When evaluating the condition of a knife, it is good to look at the standards adopted by the National Knife Collectors Association (NKCA).
The following assumes mint is 100%.
- New Manufactures Suggested List Price, or less
- Pristine Mint 100% plus
- Mint 100%
- Near Mint 80-90%
- Excellent 50-70%
- Very Good 40-50%
- Good 25%
- Poor 5-10%
- Junk under $10.00
As an example a near mint knife is worth 10% to 20% less than a mint knife. A excellent knife is worth 30% to 50% less than a mint knife. A knife in very good condition is worth 50% to 60% less than a mint knife. A good knife is worth 75% less than a mint knife. A poor knife is worth 90% to 95% less than a mint knife.
For years the standard for knife collectors has been the National Knife Collectors Association grading, established in 1973. Basically it is a sound grading standard, but as collecting has advanced many dealers adapted additional descriptions, and the overall collecting field has changed, to the point that many dealers feel there should be a more detailed grading system. The basic grading standards have been left intact, but what follows is a clarification and enhancement of those standards, and also the reasons for the revisions.

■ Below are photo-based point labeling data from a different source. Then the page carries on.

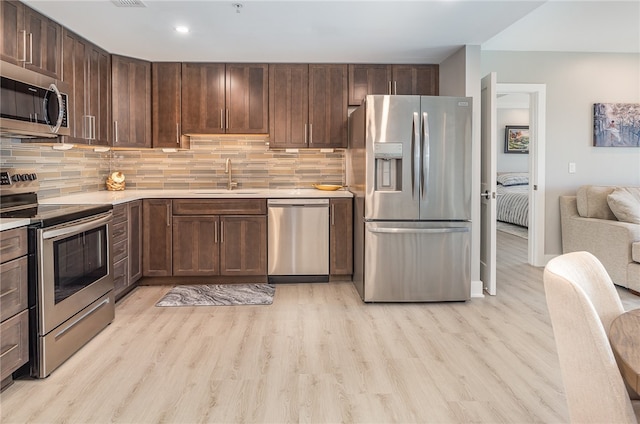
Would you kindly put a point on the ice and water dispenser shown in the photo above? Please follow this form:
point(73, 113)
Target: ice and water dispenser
point(388, 166)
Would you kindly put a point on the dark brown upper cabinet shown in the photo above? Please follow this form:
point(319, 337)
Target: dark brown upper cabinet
point(131, 101)
point(224, 98)
point(308, 105)
point(87, 72)
point(30, 39)
point(166, 105)
point(367, 79)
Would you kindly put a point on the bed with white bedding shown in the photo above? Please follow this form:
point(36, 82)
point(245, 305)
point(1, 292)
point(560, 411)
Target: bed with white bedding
point(513, 198)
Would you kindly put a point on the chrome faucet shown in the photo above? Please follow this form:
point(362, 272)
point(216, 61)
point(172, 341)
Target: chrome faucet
point(227, 170)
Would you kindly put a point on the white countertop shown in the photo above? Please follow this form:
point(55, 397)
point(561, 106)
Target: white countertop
point(117, 197)
point(10, 223)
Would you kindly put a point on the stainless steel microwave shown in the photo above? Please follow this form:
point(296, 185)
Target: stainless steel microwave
point(32, 105)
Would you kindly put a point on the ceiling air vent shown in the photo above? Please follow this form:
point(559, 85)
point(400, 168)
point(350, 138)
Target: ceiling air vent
point(129, 3)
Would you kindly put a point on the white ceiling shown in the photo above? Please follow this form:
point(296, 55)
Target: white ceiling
point(418, 31)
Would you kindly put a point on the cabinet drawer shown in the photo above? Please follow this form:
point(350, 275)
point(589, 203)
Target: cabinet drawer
point(14, 343)
point(220, 207)
point(120, 251)
point(120, 232)
point(13, 287)
point(120, 213)
point(13, 244)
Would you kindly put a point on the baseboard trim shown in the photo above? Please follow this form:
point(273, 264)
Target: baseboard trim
point(477, 289)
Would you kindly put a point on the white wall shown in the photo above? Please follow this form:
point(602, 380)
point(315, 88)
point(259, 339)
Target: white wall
point(517, 162)
point(574, 81)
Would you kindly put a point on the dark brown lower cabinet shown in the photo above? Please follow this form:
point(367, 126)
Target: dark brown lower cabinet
point(126, 250)
point(205, 237)
point(157, 238)
point(243, 245)
point(341, 237)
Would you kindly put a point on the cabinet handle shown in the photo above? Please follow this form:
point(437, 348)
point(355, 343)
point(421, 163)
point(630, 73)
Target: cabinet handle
point(8, 292)
point(24, 46)
point(8, 350)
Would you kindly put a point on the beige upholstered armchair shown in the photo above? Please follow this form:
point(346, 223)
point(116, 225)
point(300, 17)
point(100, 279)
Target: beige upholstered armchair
point(582, 303)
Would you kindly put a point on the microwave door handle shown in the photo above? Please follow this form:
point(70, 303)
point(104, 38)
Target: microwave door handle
point(73, 229)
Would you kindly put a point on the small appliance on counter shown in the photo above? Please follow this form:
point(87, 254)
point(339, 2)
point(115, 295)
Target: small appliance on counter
point(115, 181)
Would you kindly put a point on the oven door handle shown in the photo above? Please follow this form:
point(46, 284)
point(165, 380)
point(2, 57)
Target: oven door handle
point(89, 225)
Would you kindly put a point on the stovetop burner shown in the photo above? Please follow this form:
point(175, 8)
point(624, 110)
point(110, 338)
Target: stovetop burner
point(18, 199)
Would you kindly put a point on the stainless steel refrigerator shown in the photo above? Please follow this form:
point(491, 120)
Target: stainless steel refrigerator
point(409, 168)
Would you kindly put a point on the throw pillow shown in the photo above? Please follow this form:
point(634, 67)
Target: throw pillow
point(625, 204)
point(513, 178)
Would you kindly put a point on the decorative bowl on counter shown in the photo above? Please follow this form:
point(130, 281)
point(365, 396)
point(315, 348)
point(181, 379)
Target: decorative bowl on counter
point(327, 187)
point(115, 182)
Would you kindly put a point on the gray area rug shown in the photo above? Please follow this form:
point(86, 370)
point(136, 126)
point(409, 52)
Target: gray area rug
point(512, 229)
point(219, 295)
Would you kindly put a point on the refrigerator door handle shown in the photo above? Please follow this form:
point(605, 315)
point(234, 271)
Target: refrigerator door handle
point(424, 181)
point(419, 230)
point(415, 154)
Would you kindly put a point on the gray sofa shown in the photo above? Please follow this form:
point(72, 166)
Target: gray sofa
point(605, 221)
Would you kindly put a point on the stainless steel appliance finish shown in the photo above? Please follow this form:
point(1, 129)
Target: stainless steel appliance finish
point(33, 105)
point(409, 167)
point(298, 240)
point(70, 282)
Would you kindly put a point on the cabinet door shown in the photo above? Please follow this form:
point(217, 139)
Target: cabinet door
point(203, 98)
point(288, 105)
point(368, 79)
point(166, 104)
point(135, 241)
point(44, 43)
point(328, 106)
point(13, 37)
point(131, 101)
point(243, 247)
point(341, 237)
point(247, 99)
point(98, 64)
point(74, 75)
point(195, 245)
point(419, 80)
point(157, 238)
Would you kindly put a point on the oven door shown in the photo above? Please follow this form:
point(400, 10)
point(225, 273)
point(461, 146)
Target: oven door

Cracks. One important exception: Cracks will occur in mint knives. If it is mint for everything except a crack, the knife is still mint-it is only mint with a crack. This should downgrade the value approximately 10% on most knives.
New: Never sold to a customer and never used. New as shipped by the manufacturer or distributor with all original packing (box, sheath, etc.) and instructions. Knives or any merchandise sold as “New” must be eligible for full warranty service from the officially authorized importer, distributor, or factory in the USA. New is what most knife stores sell and they are generally current production knives.
Pristine Mint: The coin world would call this MS-65-70, the ultimate in quality and condition and not just mint, but mint plus something, good fit, no specks on a very old knife, etc. Suffice to say there are very, very few of these out there. Perfect plus.
Mint: The standard mint, not sharpened, never used, and never carried extensively.
Revision: Almost any knife made prior to World War II is going to have some rust specks here and there. If you only wait for mint knives with no rust specks, for instance, you are going to get very few. Some knives that were mint in 1970 have now been in storage for over 30 years and they are starting to show some neglect spots here and there as well. I look for this to get worse in the future, since few collectors pay the attention they should to the maintenance of knives in their possession.
Near Mint: Nothing wrong with the knife, sharpened but no blade wear, some original polish still visible, carry scratches on the outside, no deep rust pits, full blades. (A mint knife that has rusted and been cleaned back to near perfect shape is near mint.)
Excellent: 5-10% blade wear, blades snap, some tarnish, and light pitting possible. A good solid lightly used knife. On a multi-blade knife, some of the smaller blades may still be near mint. Tang mark clear. Master blade not over 10% short.
Very Good: More blade wear than excellent, 15-25% wear, some blades may be slow, stamping readable but faint, some distinct cracks but no chips out of handle that have not been repaired. Blades still sound but may be slow. Some rust pitting and tarnish. Master blade may be short.
Good: NKCA standards refer to this as Fair, which I always confused with poor. Simply Good is worse than Very Good. 25%-50% blade wear, maybe a chip missing, replaced handles or blade is evident, but still able to identify maker, still useable as a working knife. Blades may be very slow. Deep pits and rust. Still has all the blades, even though worn and short.
Poor: Blades over 50% gone, usually short, handle may be chipped, one blade broken, blades lazy, tang mark just barely readable. Still useable for parts
Junk: (Not priced and no one I know collects them, but you do see them traded for $1.00-$10.00 each. Blades broken, one handle missing, all that is useable is bolsters, liners, and back spring. Maybe an old name or style.